Mais perto do alto começavam a aparecer os contos da deusa Lo'o, da deusa lua. Ela era a origem da mente, e dizia-se que era feita de conhecimento puro. As estrelas eram suas acompanhantes, criaturas feitas de pensamentos, sem corpo, que flutuavam no céu da noite. Alguns tinham interesse na vida dos humanos que habitavam o deserto, como os que formaram o cruzeiro sul, tão importante para a navegação noturna, e havia um número incontável de mitos que explicavam como cada uma tinha acabado onde estava.
Yex nunca tinha conseguido ver as estrelas. Eram pequenas demais e distantes demais para que os seus olhos fracos as conseguissem encontrar na infinidade que era o céu.
Tentou lembrar-se de todos os mitos que aquelas imagens mostravam. Não sabia quando poderia voltar àquele templo, e precisava de os ter de cor para poder recontar as histórias à próxima geração.

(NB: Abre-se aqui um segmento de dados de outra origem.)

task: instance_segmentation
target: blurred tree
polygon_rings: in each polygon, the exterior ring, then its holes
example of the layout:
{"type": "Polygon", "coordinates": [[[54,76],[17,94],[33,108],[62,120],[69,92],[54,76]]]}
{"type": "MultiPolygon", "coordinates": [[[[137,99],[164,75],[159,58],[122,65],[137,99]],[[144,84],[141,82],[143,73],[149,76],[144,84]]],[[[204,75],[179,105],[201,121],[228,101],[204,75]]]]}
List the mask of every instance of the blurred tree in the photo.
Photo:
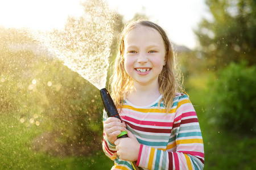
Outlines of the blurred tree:
{"type": "Polygon", "coordinates": [[[256,64],[256,1],[206,0],[206,4],[212,19],[204,19],[195,32],[209,68],[241,60],[256,64]]]}
{"type": "Polygon", "coordinates": [[[256,66],[231,62],[220,69],[208,95],[209,122],[230,133],[256,133],[256,66]]]}
{"type": "MultiPolygon", "coordinates": [[[[105,10],[101,2],[82,4],[84,16],[89,17],[86,11],[93,7],[105,10]]],[[[123,26],[122,19],[117,14],[113,19],[115,41],[123,26]]],[[[72,36],[61,35],[63,42],[60,45],[75,50],[79,38],[86,33],[83,29],[88,27],[84,19],[68,19],[64,33],[72,36]]],[[[37,150],[65,156],[88,155],[101,150],[103,105],[98,90],[47,50],[42,52],[29,32],[0,28],[0,113],[13,114],[18,122],[45,131],[33,143],[37,150]]],[[[112,46],[113,57],[115,41],[112,46]]]]}

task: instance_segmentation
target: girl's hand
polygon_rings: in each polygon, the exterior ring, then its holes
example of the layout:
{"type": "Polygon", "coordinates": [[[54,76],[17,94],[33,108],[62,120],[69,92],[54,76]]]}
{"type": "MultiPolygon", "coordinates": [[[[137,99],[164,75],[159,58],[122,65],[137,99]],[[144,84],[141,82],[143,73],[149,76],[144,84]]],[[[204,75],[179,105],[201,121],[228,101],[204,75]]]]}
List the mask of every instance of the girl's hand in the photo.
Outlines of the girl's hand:
{"type": "Polygon", "coordinates": [[[117,137],[121,133],[121,131],[126,130],[125,124],[121,123],[121,120],[115,117],[109,117],[103,124],[104,130],[108,140],[113,144],[117,140],[117,137]]]}
{"type": "Polygon", "coordinates": [[[129,138],[118,139],[114,142],[117,155],[126,161],[136,161],[139,156],[141,144],[134,135],[126,130],[129,138]]]}

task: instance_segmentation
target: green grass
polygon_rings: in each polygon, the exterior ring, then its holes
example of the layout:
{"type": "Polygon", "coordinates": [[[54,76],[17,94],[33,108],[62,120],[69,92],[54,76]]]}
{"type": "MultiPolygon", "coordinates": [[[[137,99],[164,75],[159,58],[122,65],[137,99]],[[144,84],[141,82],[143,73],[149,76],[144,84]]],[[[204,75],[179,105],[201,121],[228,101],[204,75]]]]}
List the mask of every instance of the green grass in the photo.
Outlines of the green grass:
{"type": "Polygon", "coordinates": [[[210,74],[189,78],[186,87],[202,131],[204,169],[256,169],[256,137],[224,131],[208,118],[207,97],[210,90],[207,82],[210,78],[210,74]]]}

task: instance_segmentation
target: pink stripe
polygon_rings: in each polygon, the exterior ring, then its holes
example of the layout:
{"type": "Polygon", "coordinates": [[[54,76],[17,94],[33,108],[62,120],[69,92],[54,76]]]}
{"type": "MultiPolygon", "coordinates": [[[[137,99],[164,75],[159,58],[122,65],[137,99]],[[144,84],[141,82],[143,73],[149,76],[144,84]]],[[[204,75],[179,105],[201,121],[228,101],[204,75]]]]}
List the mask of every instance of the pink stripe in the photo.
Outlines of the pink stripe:
{"type": "Polygon", "coordinates": [[[183,152],[184,154],[189,154],[193,156],[199,156],[202,158],[204,158],[204,154],[200,152],[187,151],[179,151],[179,152],[183,152]]]}
{"type": "Polygon", "coordinates": [[[146,167],[146,165],[147,165],[147,156],[148,155],[148,149],[149,147],[146,146],[146,145],[143,145],[144,153],[143,156],[142,156],[142,167],[146,167]]]}
{"type": "Polygon", "coordinates": [[[182,117],[185,117],[188,116],[196,116],[196,112],[189,112],[187,113],[184,113],[182,114],[182,117]]]}
{"type": "Polygon", "coordinates": [[[174,163],[175,164],[175,169],[180,169],[180,165],[179,163],[179,157],[176,152],[174,152],[174,163]]]}
{"type": "Polygon", "coordinates": [[[136,166],[139,166],[139,165],[140,164],[141,156],[141,154],[142,152],[143,147],[143,146],[142,144],[141,144],[141,147],[139,147],[139,156],[138,158],[137,163],[136,163],[136,166]]]}
{"type": "MultiPolygon", "coordinates": [[[[138,119],[143,120],[145,118],[145,117],[147,117],[147,118],[150,118],[152,120],[172,120],[175,116],[175,113],[170,113],[166,114],[165,113],[163,113],[162,114],[156,114],[155,113],[148,113],[146,114],[138,114],[136,113],[136,111],[131,110],[131,109],[127,109],[126,110],[126,109],[123,109],[123,110],[125,110],[125,114],[123,113],[123,111],[119,114],[120,116],[123,116],[125,115],[131,116],[134,116],[136,117],[138,117],[138,119]]],[[[118,110],[119,111],[119,110],[118,110]]]]}
{"type": "Polygon", "coordinates": [[[165,126],[165,127],[172,127],[172,122],[155,122],[155,121],[143,121],[136,120],[135,118],[129,117],[127,116],[122,117],[122,119],[124,121],[127,120],[128,121],[131,121],[137,124],[139,124],[141,125],[150,125],[150,126],[165,126]]]}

Quando voltou a descer, havia pouca gente no mercado. Viu a luz lá de fora, pensando-se apenas distraída com as horas, mas o sol ainda brilhava alto e era demasiado cedo para aquele sítio estar assim tão vazio. Tensa, saiu para a rua, avançando em passo acelerado. Aquilo estava vazio demais, também, livre das multidões que nem momentos antes tinham enchido as ruas de forma tão densa que quase as entupiam. Manteve os olhos fechados para melhor ver a toda a sua volta, e tomou atenção em escutar as conversas que a rodeavam. O coração caiu-lhe do peito quando, entre os sussurros dos poucos mercadores que ainda arrumavam as mercadorias, ouviu a razão da súbita evacuação. Ajustou a manga sob o couro e começou, sem desacelerar o passo, a entrançar o cabelo.
As portas da cidade estavam fechadas, e eles estavam à procura dela.